The impact of climate change on penguinsgets less attention than the effect on polar bears, which are often portrayed by scientists as victims of man-made warming and shrinking ice at the other end of the planet.

Despite rising global temperatures, sea ice around Antarctica has expanded in recent winters.

More sea ice around a continent the size of the United States and Mexico combined tends to mean more shrimp-like krill, on which penguins feed. Krill eat algae that grow under ice.

Frozen huddle

But emperor penguins, which breed on sea ice with the males huddling together to keep eggs warm in winter darkness and temperatures down to minus 50 degrees Celsius (minus 58 Fahrenheit), are vulnerable to shifting sea ice.

"There is a goldilocks point for ice and emperor penguins," said Phil Trathan, an expert at the British Antarctic Survey.

Too much ice means the females, which can travel 100 kms (60 miles) to the sea to catch fish, must waddle ever further.

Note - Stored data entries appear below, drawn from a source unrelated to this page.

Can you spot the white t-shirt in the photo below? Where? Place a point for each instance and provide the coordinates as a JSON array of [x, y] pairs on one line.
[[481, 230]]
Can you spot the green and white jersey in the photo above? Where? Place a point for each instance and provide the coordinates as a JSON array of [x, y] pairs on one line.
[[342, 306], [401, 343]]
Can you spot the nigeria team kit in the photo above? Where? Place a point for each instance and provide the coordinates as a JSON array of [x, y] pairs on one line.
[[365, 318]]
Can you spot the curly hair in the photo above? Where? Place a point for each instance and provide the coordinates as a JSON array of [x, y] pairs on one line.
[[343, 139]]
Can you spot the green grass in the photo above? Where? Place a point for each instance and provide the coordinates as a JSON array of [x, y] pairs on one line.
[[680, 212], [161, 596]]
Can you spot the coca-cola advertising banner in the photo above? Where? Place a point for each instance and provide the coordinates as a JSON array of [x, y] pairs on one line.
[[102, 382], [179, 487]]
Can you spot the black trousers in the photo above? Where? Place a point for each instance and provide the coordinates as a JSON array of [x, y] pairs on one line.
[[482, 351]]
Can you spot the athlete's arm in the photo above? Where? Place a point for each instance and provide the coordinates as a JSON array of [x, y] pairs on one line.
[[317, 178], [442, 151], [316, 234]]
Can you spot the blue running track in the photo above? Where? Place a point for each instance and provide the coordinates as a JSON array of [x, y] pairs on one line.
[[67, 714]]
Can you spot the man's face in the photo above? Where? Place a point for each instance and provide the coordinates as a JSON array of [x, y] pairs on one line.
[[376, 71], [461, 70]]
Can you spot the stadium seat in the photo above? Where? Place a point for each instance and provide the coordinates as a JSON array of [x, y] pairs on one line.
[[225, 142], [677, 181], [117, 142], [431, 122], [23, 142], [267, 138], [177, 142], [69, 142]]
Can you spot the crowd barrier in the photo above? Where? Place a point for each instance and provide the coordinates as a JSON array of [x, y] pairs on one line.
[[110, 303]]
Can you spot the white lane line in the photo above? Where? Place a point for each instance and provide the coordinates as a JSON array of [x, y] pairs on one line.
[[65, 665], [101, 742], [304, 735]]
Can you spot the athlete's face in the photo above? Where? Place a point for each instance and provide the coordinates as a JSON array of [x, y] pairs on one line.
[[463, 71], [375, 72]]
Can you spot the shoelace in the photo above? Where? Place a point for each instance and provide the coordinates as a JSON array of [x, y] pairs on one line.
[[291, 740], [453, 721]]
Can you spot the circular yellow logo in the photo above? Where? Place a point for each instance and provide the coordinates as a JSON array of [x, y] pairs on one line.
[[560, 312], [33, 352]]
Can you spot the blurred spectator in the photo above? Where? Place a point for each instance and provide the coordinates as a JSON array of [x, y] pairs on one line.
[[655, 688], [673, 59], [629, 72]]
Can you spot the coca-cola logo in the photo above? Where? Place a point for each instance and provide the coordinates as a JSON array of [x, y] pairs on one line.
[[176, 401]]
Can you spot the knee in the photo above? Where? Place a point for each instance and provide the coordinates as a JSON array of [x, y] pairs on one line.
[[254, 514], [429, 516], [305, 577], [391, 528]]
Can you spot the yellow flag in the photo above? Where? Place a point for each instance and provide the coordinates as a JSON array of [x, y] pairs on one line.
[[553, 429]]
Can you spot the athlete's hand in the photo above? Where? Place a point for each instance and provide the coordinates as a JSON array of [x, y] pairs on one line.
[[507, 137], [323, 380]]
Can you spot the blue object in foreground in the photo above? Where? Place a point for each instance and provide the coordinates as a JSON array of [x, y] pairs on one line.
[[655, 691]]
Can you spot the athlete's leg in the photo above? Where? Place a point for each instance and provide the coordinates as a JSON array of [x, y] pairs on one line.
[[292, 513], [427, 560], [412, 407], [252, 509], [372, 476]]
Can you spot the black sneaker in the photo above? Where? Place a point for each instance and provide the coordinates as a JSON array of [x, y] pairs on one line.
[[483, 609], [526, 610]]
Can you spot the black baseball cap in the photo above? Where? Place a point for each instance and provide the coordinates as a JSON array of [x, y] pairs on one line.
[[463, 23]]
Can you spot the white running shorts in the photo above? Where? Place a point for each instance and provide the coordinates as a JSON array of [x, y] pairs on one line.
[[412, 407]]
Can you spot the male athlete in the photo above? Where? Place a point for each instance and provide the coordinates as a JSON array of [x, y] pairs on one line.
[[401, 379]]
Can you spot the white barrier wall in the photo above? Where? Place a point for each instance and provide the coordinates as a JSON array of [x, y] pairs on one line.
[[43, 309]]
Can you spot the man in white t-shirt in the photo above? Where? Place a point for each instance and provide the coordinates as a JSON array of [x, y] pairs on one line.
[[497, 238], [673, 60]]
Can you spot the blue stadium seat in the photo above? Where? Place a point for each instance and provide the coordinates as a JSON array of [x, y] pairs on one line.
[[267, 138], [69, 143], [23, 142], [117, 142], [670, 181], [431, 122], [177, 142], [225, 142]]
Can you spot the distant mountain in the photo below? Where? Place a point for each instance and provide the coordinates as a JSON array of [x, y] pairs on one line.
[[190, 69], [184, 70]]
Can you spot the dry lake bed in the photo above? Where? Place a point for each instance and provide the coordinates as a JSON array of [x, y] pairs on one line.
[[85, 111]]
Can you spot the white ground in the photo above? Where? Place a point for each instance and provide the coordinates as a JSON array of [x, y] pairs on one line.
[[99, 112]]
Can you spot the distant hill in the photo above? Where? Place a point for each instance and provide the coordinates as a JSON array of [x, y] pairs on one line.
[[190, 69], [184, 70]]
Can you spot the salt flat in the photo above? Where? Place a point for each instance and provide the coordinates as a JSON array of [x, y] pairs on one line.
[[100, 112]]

Too little ice means waves could break up colonies in spring.

Trathan said it was unclear if the ungainly birds could adapt by climbing onto land or higher ice. Four emperor penguin colonies had recently been found on ice shelves, above sea level where glaciers spill off the land.

Environmentalists urged governments to agree proposed marine reserves in the Ross Sea and off East Antarctica - so far opposed by Russia - to safeguard wildlife.

"Marine reserves are one of the best ways to protect penguins," said Andrea Kavanagh, of the Pew Charitable Trusts.

Satellite images have made it easier to estimate emperor populations, especially a discovery in 2009 that droppings from their colonies leave stains visible from space.

"We have an excellent baseline for emperor penguins," said Ron Naveen, a penguin expert at U.S.-based non-profit group Oceanites. He said other penguins, which breed on land, are far harder to spot by satellite amid rocks and shifting snows.